Exploring the mechanism for cancer associated fibroblasts recruitment and the potential therapeutic value of the CAF-derived proteins in esophageal squamous cell carcinoma

Abstract

Esophageal squamous cell carcinoma (ESCC), the major histological subtype of esophageal cancer, is the eighth most common diagnosed cancer worldwide. Current therapeutic strategies lack reliable clinical predictors and sometimes with morbidities. Therefore, advanced diagnosis methods and treatment strategies are in urgent need to achieve better results. Tumor microenvironment plays an important role in tumor development and progression, thus components in the tumor microenvironment should be considered as valuable targets for new therapeutic strategies.

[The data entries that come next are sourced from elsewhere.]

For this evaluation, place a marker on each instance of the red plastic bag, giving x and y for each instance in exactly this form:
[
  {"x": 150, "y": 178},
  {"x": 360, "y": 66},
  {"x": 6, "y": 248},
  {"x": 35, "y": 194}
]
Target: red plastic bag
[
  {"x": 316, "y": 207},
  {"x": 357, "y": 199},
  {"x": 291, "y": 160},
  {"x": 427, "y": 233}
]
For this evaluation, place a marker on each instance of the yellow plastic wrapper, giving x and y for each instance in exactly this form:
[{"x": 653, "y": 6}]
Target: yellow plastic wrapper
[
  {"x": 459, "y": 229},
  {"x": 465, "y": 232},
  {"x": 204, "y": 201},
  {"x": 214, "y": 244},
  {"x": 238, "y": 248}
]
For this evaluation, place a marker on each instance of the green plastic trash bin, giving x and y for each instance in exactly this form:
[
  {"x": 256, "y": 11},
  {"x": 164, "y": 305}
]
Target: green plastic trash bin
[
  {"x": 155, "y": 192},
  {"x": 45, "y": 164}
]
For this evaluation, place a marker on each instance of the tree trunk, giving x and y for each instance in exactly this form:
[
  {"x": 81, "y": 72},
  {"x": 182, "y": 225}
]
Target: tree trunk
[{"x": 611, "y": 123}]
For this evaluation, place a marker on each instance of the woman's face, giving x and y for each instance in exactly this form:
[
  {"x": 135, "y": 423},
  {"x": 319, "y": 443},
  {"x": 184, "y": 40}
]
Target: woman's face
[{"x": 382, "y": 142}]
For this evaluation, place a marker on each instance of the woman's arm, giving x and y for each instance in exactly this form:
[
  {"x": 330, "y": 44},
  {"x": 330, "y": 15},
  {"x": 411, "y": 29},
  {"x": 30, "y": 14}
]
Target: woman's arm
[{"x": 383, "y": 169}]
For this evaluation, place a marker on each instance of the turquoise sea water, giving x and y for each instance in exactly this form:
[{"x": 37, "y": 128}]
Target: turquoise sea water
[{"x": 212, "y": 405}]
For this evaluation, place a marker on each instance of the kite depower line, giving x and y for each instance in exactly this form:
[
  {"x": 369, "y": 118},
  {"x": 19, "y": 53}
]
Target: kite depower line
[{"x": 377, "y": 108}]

Caner Associated Fibroblast, short for CAF, as a major component in ESCC stroma, plays important roles in ESCC initiation and progression. Fibroblast Growth Factor Receptor 2 (FGFR2) IIIc was identified as specific marker for ESCC CAFs in our lab’s previous work. To clarify the activation and recruitment mechanism of CAFs in ESCC, our group used FGFR2 IIIc as marker to trace the origin of CAFs. Changes in percentage of FGFR2(+) cells in bone marrow and peripheral blood suggested CAFs might originate from bone marrow. The FGFR2(+) cells were identified as blood circulating fibrocyte using various CD markers and could be recruited by ESCC cells both in vitro and in vivo. Then our group confirmed that human fibrocytes could be induced into CAFs by direct contact with ESCC cells. The induced CAFs expressed specific markers for CAFs and showed similar effect on ESCC cells as established human CAFs from ESCC tumor. FGF2 was selected and verified as one activation factor that tumor released to trigger bone marrow FGFR2(+) cells expansion. To investigate the process that fibrocyte differentiated into CAF, RNA-seq was performed to elucidate the distinct expression profile between these two cells. Genes dysregulated in CAFs were shown to relate with extracellular matrix (ECM) remodeling, Cancer Stem Cell (CSC) niche maintenance and immune reprogramming and several transcription factors regulating those dysregulated genes were analyzed. Investigations related to the differentiation process will be conducted in the future. MFG-E8, as a highly expressed secreted protein in CAFs, was selected as a potential therapeutic target from the RNA-seq data. Cell migration assay, cell invasion assay and flow cytometry were performed to study the effect of MFG-E8 on ESCC cells. MFG-E8 promoted ESCC cell migration and invasion by triggering EMT, and stimulated drug resistance of ESCC cell via an altered Akt & STAT3 signaling pathway. Anti-MFG-E8 antibody was effective in reducing tumor volume, especially when combined with cis-platin, which may serve as potential targets for development of effective therapeutic strategies. In summary, this thesis elucidated the process from FGFR2(+) cells expansion, recruitment to differentiation into CAFs and secreted MFG-E8 to facilitate ESCC development. Several potential therapeutic targets in this process showed promising translational applications for ESCC treatment.